Conviene no sobreleer el dato, porque ahí empieza la conspiración fácil. Que un holding sea dueño de las dos señales no prueba que coordine guiones ni que la pelea sea pura puesta en escena; un mismo grupo puede sostener líneas editoriales que de verdad se detestan, sencillamente porque dos audiencias furiosas rinden más que una sola audiencia tibia. La cuestión no es si hay un titiritero. La cuestión es la que el espectador no se hace mientras elige bando: ¿a quién le estoy financiando la atención? El que sintoniza Carajo para indignarse con el kirchnerismo y el que sintoniza Blender para indignarse con los libertarios le están comprando el rating a la misma caja.

Quién paga la grieta

Mientras las dos pantallas actúan el enfrentamiento, la cuenta la pagan los que sostienen una de ellas. El jueves a la noche, en pleno programa «Último aviso», la emisión de Blender se cortó: un conflicto interno que venía creciendo estalló en X, con empleados que reclamaban aumentos y rechazaban despidos. La conductora Fiorella Sargenti se solidarizó al aire, en vivo, con sus compañeros. Blender respondió por comunicado: sostuvo que cumple «en tiempo y forma» todas sus obligaciones laborales y salariales, y calificó la protesta como «una conducta incompatible con los valores» de la compañía. La señal que vende indignación contra los despidos tuvo su propia interna por despidos, y la respondió con el vocabulario de cualquier patronal.

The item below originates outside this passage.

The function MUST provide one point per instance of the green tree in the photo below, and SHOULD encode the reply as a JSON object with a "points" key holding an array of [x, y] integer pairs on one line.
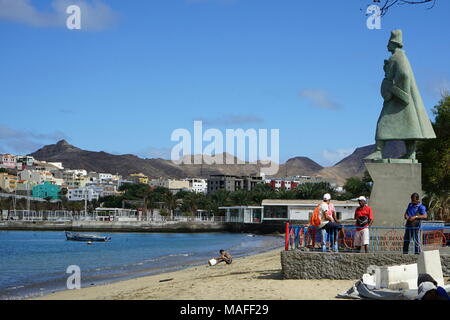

Esa es la distancia que me interesa, la que va del relato al recibo de sueldo. Arriba, dos streams del mismo dueño se reparten la grieta sobre un recambio que no movió una coma del expediente de Pollicita. Abajo, en una de esas redacciones, hay trabajadores discutiendo si llegan a fin de mes. La pelea que se ve en pantalla es auténtica para la audiencia y rentable para la caja; el despido es concreto para el que lo recibe. Antes de elegir bando en la próxima función, vale una sola pregunta: ¿quién cobra por su bronca, y quién la paga?